Tenkis, kelime anlamıyla eksiltme, düzeltme veya azaltma anlamına gelmektedir. Bu kavram miras hukukunda kullanıldığında, miras tenkisi ifadesiyle miras bırakanın ölümünden önce yaptığı tasarruflar nedeniyle miras olarak kalacak malvarlığındaki eksilmenin giderilmesi veya düzeltilmesi anlamına gelmektedir.  

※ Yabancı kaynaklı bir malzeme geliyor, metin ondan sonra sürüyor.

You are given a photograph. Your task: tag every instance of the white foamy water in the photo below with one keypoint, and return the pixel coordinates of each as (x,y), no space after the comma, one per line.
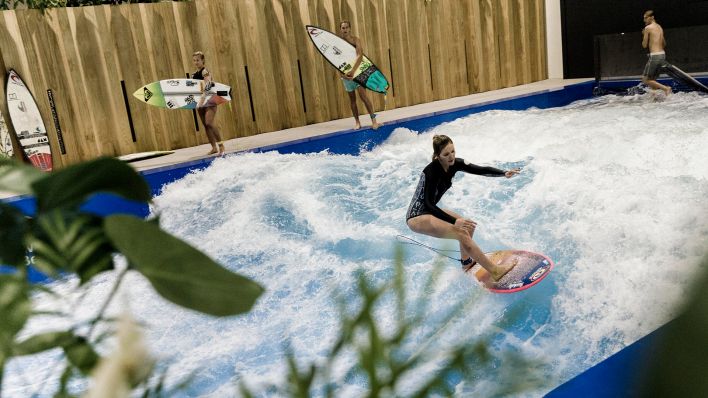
(613,189)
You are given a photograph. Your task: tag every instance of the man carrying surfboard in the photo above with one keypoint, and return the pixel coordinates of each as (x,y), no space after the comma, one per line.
(653,37)
(349,84)
(425,217)
(207,112)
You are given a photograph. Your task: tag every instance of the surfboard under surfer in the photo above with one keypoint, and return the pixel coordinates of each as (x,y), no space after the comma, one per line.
(207,112)
(350,85)
(425,217)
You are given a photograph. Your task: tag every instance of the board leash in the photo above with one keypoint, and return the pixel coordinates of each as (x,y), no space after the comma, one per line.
(410,241)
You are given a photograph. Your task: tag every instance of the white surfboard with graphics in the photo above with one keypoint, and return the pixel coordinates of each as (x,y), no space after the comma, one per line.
(28,124)
(5,140)
(183,94)
(341,54)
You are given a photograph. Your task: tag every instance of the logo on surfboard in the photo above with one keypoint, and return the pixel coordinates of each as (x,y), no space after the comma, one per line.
(147,94)
(314,32)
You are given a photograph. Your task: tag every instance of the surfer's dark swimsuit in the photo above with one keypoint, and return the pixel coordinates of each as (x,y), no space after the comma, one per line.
(198,74)
(435,181)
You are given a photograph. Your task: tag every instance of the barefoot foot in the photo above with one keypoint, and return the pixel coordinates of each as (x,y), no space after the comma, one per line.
(503,268)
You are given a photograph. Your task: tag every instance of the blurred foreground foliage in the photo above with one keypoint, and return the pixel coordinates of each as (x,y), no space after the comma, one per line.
(65,240)
(678,366)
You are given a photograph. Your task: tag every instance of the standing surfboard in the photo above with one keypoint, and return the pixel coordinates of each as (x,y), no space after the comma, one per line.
(530,269)
(5,140)
(342,55)
(183,94)
(28,124)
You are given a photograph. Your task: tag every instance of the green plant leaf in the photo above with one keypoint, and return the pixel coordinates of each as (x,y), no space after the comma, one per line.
(13,227)
(69,187)
(179,272)
(42,342)
(71,241)
(18,178)
(81,354)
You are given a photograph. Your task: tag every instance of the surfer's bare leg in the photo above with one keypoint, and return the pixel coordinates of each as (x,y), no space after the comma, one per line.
(465,254)
(432,226)
(355,109)
(207,115)
(369,107)
(656,85)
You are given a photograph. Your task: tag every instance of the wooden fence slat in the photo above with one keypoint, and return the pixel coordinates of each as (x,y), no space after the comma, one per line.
(427,50)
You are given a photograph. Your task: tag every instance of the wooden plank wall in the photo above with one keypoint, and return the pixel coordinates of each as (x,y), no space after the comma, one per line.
(429,50)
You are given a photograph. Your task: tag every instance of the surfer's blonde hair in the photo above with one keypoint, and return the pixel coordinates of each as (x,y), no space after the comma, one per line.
(439,143)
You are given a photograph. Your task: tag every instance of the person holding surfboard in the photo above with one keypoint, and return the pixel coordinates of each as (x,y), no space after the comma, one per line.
(350,85)
(207,112)
(425,217)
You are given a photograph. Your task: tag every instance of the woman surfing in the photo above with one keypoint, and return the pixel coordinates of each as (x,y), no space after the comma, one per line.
(425,217)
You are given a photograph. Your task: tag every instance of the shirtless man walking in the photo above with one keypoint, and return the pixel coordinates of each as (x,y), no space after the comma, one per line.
(653,37)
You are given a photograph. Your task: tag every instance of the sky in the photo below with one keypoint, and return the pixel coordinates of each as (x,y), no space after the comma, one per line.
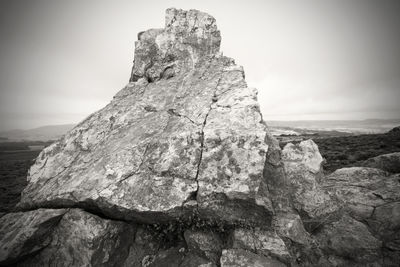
(309,60)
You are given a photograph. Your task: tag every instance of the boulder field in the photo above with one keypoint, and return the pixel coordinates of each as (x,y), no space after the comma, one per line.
(180,170)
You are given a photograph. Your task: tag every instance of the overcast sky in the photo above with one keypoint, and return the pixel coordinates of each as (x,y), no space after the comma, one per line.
(339,59)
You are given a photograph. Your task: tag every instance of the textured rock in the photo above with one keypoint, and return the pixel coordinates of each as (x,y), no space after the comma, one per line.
(263,242)
(351,241)
(362,189)
(205,243)
(83,239)
(24,233)
(303,166)
(182,171)
(166,140)
(387,162)
(244,258)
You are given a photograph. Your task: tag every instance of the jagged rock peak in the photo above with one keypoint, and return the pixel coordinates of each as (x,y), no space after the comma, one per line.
(187,37)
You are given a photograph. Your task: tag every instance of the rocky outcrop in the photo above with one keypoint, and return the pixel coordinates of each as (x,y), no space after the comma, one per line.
(387,162)
(303,167)
(179,170)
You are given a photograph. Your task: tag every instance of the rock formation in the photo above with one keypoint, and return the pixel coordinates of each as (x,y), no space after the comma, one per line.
(180,170)
(387,162)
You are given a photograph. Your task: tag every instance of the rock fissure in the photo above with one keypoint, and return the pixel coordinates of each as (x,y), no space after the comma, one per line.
(180,164)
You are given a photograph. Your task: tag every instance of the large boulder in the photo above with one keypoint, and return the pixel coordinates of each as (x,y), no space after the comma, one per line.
(245,258)
(179,170)
(303,167)
(49,237)
(387,162)
(84,239)
(361,190)
(184,136)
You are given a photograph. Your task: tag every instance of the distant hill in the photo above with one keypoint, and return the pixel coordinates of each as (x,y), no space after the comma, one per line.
(370,126)
(44,133)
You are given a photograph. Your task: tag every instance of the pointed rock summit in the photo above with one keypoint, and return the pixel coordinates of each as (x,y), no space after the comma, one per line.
(185,137)
(180,170)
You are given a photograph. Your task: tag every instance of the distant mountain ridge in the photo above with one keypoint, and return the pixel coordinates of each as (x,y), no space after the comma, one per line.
(53,132)
(44,133)
(369,126)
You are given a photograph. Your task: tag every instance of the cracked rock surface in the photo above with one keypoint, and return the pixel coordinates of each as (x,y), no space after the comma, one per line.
(180,170)
(164,142)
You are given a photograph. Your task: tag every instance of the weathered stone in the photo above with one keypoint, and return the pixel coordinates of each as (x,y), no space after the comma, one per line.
(303,166)
(244,258)
(350,239)
(83,239)
(205,243)
(188,129)
(290,226)
(25,233)
(361,189)
(387,162)
(164,53)
(263,242)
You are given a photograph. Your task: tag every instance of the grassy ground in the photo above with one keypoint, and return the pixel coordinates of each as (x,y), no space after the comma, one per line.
(15,160)
(342,151)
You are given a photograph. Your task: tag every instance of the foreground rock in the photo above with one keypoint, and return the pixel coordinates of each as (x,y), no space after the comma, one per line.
(179,170)
(387,162)
(303,167)
(63,238)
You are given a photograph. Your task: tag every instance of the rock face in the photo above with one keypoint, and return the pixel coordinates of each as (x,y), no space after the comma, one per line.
(179,170)
(191,137)
(387,162)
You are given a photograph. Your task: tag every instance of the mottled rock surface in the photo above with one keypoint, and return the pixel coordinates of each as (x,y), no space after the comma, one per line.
(83,239)
(387,162)
(244,258)
(303,167)
(164,141)
(24,233)
(180,170)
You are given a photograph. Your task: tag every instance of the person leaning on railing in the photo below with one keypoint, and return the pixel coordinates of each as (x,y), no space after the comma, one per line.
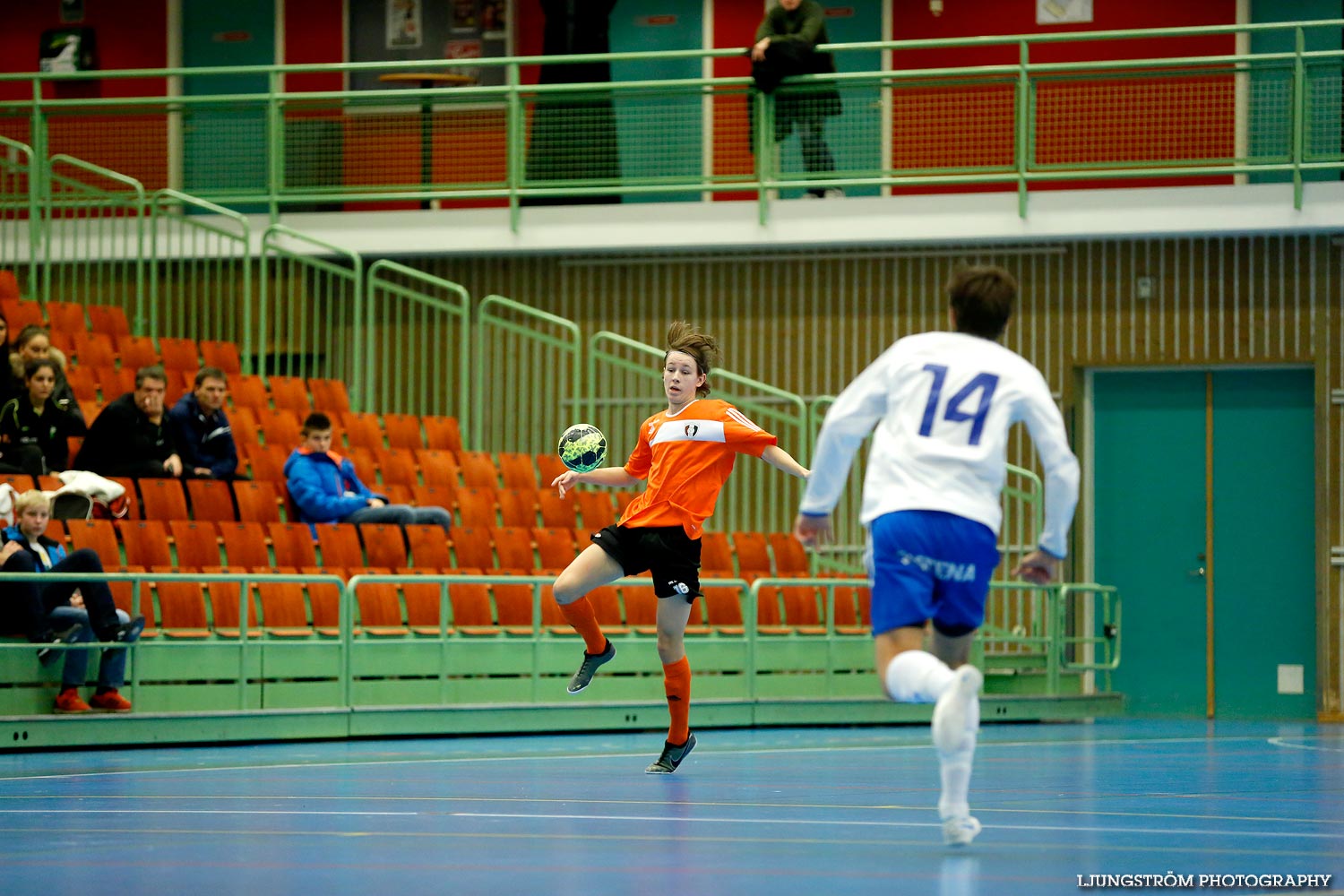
(64,611)
(785,45)
(34,427)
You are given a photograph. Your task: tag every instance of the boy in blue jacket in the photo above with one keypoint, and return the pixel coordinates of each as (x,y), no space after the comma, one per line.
(325,487)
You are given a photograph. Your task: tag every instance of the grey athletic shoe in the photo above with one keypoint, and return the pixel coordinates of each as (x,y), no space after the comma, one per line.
(589,667)
(672,756)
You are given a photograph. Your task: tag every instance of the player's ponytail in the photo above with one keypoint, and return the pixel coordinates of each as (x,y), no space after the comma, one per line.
(702,347)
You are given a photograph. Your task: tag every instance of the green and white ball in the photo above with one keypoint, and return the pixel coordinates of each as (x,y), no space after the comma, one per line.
(582,447)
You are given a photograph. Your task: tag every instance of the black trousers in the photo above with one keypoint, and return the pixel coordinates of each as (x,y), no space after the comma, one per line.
(24,603)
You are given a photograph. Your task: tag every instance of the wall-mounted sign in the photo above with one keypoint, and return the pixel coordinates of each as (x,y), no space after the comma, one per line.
(1054,13)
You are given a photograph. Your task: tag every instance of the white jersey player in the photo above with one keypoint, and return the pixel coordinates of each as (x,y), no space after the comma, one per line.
(943,405)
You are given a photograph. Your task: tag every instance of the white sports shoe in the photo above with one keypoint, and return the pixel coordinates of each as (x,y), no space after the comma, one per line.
(959,831)
(951,712)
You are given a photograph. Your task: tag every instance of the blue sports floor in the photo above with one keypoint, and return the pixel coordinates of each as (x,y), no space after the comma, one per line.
(817,812)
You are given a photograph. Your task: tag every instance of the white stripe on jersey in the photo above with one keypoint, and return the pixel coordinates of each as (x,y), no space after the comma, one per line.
(690,432)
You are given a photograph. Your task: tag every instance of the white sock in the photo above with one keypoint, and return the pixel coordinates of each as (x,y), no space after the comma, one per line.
(954,769)
(917,676)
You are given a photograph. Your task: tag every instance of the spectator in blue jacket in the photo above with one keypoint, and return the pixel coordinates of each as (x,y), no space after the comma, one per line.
(66,610)
(325,487)
(201,429)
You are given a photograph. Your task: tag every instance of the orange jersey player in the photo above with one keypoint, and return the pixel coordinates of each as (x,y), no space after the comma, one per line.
(685,452)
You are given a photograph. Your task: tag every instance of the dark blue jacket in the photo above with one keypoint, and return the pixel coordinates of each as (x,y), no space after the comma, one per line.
(56,554)
(324,487)
(203,441)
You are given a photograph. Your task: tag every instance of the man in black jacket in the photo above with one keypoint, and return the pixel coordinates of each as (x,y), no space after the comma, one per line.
(129,437)
(201,427)
(785,45)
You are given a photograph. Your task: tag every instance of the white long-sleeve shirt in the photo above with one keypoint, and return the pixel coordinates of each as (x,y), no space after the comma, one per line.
(943,405)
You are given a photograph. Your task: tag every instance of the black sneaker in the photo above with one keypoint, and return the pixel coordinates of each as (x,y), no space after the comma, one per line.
(66,635)
(672,756)
(589,667)
(126,632)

Bursa Avukat ve Bursa Miras Avukatı olarak tenkis davası ile ilgili tüm sorularınız için uzman avukat kadromuzdan hukuki destek alabileceğinizi belirtmek isteriz.

Tenkis Davası Nedir?

Bir mirasçının, miras bırakanın yapmış olduğu çeşitli tasarruflarla saklı payını ihlal ettiğini iddia ederek yasal saklı payını talep ettiği davalara mirasta tenkis davası denir. Burada mirasçı olan kişi, miras bırakanın vefat etmeden önce yapmış olduğu bazı mal varlığı devirleri veya bağışları ile kendisine miras olacak mal varlıklarının yasal saklı payını ihlal edecek şekilde eksiltildiğini iddia ederek bu eksilmenin düzeltilmesini ve kendisine saklı payının verilmesini talep etmektedir. Bu davayı anlamak için öncelikle kısaca saklı pay kavramına değinmek faydalı olacaktır.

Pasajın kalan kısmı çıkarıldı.